Firstly, a litte bit of how this came about. A chap who knows me through the Lotus community sent me an email, asking if I'd be interested in travelling to his house to detail his mother's Phantom Black Audi TTS which has been kept outside since they got it last winter, during building work on their houses, and was looking a little sorry for itself. No problem I said.

It continued. While I was there, would I be able to have a quick tickle over of his father's Lamborghini Gallardo, rarely used, but could do with a light polish and a coat of wax. Sure said I, by no means a local job it would make the journey more worthwhile.

Then, would I also mind detailing his father's Williams. I replied - Clio? Megane? Something I haven't thought of? I wasn't expecting the reply I got.

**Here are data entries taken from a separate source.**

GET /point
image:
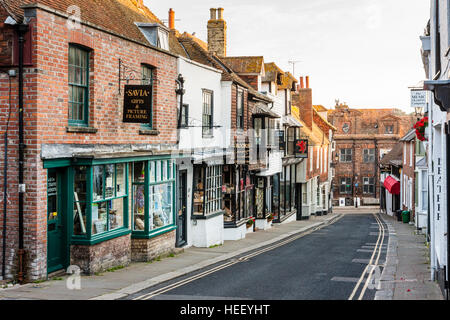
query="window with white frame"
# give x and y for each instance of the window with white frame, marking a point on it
(368, 185)
(404, 153)
(318, 158)
(346, 155)
(207, 112)
(345, 185)
(411, 147)
(424, 190)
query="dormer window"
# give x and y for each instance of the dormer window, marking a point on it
(156, 34)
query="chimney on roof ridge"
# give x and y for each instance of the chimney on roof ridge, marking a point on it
(171, 19)
(217, 33)
(220, 13)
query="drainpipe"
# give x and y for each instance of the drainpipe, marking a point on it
(180, 91)
(21, 30)
(448, 210)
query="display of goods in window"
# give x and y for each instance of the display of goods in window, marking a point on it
(420, 127)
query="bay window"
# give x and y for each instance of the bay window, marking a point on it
(207, 198)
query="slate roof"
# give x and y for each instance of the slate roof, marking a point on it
(395, 156)
(271, 72)
(117, 16)
(287, 81)
(196, 52)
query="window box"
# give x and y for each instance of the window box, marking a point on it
(207, 192)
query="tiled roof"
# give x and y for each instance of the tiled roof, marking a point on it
(315, 135)
(245, 64)
(271, 72)
(394, 156)
(117, 16)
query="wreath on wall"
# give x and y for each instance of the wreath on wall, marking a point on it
(420, 127)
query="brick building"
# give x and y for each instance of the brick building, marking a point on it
(88, 173)
(363, 136)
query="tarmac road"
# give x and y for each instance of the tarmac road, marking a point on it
(327, 264)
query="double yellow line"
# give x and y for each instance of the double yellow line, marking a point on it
(225, 265)
(377, 252)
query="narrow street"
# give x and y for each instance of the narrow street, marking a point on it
(324, 265)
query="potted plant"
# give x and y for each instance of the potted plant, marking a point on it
(420, 127)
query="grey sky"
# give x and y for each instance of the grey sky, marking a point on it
(363, 52)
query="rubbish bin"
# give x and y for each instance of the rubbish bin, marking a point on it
(405, 216)
(399, 215)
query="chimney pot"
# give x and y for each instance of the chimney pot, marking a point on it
(220, 14)
(213, 14)
(171, 19)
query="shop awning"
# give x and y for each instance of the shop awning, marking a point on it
(290, 121)
(264, 111)
(392, 185)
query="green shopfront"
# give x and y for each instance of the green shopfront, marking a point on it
(107, 210)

The 1996 Formula One World Championship winning car from Williams, driven by Damon Hill!

Naturally, I jumped at the chance, so fast forward a couple of months and here I was, standing at their well secluded gates. On my arrival, my contact, Paul (the owner's son) let me onto the property, showed me where to park, and made me a coffee. First job was the Lamborghini, before I got side tracked by what was to come later.










The car has just been returned from the dealer on a covered transporter, having been treated to it's second service despite only covering a grand total of 560 miles. Despite a request not to, it had been washed, but as a pleasant surprise they hadn't done a bad job. As the weather outside was grim, I gave the car a bed bath inside to ensure no dust or anything gritty was present, then used yellow polyclay to double check the paint was contaminent free.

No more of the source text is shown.